The deal arose from a competitive process. Three strategic buyers and two financial sponsors had indicated interest by the time we were engaged, and the seller had structured a Dutch-auction-style bid process that compressed the typical M&A timeline. The buyer who could move fastest through antitrust clearance had a real structural advantage on bid price — and that was where we came in.
Pre-LOI work
Our engagement began six weeks before the LOI was signed — earlier than typical, at the buyer's specific request. We led three workstreams in parallel during this period:
- Antitrust scoping, including jurisdictional analysis under HSR, EUMR, and CMA thresholds, identification of potential vertical-foreclosure concerns, and engagement with specialist competition counsel in Brussels and London
- Tax structuring, including options analysis for the rollover equity component and modeling of the post-closing operating structure under US, German, and UK tax regimes
- Diligence preparation, including disclosure schedule template development aligned to both BGB (German Civil Code) representations and English law warranty standards
This pre-LOI work compressed roughly four months of post-LOI work into the early stages of the engagement, which proved decisive when the bid timeline accelerated.
The antitrust path
Three-jurisdiction merger control was the longest path on the transaction timeline and the issue that drove most structuring decisions.
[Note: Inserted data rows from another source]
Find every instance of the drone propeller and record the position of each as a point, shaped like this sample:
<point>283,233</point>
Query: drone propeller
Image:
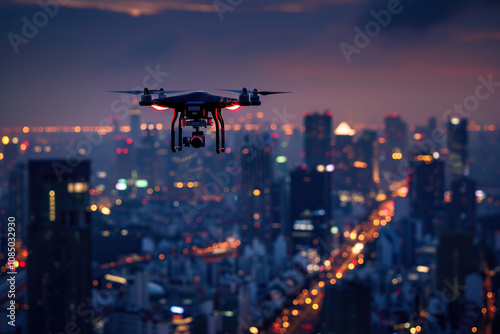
<point>244,90</point>
<point>148,91</point>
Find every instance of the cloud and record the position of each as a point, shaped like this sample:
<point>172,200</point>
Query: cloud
<point>154,7</point>
<point>423,14</point>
We coordinated specialist competition counsel in Washington (HSR), Brussels (EUMR), and London (CMA), each operating on non-aligned timelines with different remedy expectations.
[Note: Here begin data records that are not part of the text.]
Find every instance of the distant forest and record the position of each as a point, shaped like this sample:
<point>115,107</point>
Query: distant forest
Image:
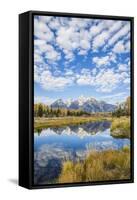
<point>42,110</point>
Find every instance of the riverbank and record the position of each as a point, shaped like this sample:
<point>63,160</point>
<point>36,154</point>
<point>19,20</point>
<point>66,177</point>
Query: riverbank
<point>64,121</point>
<point>120,126</point>
<point>98,166</point>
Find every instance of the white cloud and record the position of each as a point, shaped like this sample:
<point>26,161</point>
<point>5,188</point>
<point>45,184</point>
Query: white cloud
<point>122,67</point>
<point>100,40</point>
<point>107,80</point>
<point>119,47</point>
<point>50,82</point>
<point>122,32</point>
<point>42,31</point>
<point>100,61</point>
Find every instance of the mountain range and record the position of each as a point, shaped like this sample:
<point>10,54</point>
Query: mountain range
<point>90,105</point>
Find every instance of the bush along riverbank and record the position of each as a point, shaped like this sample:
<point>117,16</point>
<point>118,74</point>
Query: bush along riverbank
<point>120,127</point>
<point>98,166</point>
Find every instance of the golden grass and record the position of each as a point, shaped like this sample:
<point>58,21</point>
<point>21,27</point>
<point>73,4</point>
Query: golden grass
<point>120,127</point>
<point>98,166</point>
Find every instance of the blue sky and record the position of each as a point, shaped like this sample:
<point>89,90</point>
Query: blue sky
<point>76,57</point>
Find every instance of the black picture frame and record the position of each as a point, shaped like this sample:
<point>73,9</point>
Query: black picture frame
<point>26,98</point>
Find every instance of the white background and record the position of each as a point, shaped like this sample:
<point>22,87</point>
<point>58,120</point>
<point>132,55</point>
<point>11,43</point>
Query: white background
<point>9,10</point>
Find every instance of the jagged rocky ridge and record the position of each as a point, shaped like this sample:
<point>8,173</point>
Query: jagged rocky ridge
<point>90,105</point>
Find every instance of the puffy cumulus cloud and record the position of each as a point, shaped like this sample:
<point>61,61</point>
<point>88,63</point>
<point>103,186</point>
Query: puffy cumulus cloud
<point>102,61</point>
<point>50,82</point>
<point>123,67</point>
<point>107,80</point>
<point>47,50</point>
<point>42,31</point>
<point>100,40</point>
<point>60,40</point>
<point>122,32</point>
<point>119,47</point>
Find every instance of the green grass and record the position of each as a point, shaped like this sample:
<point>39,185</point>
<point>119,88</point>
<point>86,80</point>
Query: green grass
<point>98,166</point>
<point>63,121</point>
<point>120,127</point>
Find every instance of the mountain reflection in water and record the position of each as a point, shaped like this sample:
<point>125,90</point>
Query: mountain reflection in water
<point>53,146</point>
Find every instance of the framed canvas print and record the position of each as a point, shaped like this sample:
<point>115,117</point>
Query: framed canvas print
<point>75,99</point>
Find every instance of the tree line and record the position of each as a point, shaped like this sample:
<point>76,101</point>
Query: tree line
<point>42,110</point>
The HSR filing cleared in the standard 30-day waiting period without a second request. The CMA review was completed in 40 working days with no remedies required. The EU review was the longest path — Phase II analysis on potential vertical foreclosure in a narrow software segment serving financial services customers extended the review into a 90-working-day window, with the Commission ultimately accepting a structural commitment (divestiture of a small adjacent product line) as the remedy.
The structural commitment was negotiable because we had prepared for it. The buyer's strategic plan had already identified the adjacent product line as non-core, and we had structured the LOI to allow a clean carve-out without re-pricing the underlying transaction.
Structuring and rollover equity
The transaction was structured as a forward triangular merger under Delaware law, with a Bermuda-based holding entity established to receive the founders' rollover equity. The structure achieved three objectives: it deferred US capital gains treatment on the rollover portion for the founders, preserved the buyer's tax basis in the acquired entity, and created a clean framework for the post-closing earnout payments.
Negotiating the rollover terms required coordinated work with the founders' personal counsel in Germany, the buyer's tax counsel in New York, and our cross-border team in London. The final structure included a five-year lock-up on the rollover equity, board observer rights for the senior founder, and a customary good-leaver provision protecting the founders against post-closing termination without cause.
Lessons applied to subsequent transactions
The pre-LOI antitrust preparation pattern we developed for this matter has since been applied to seven additional cross-border M&A transactions, with consistent results: shorter post-signing clearance timelines, fewer late-stage structuring surprises, and tighter alignment between bid price and final transaction terms. We now treat pre-LOI clearance scoping as standard for any cross-border acquisition involving three or more reviewing jurisdictions — a quiet operational change in our practice that traces directly back to this engagement.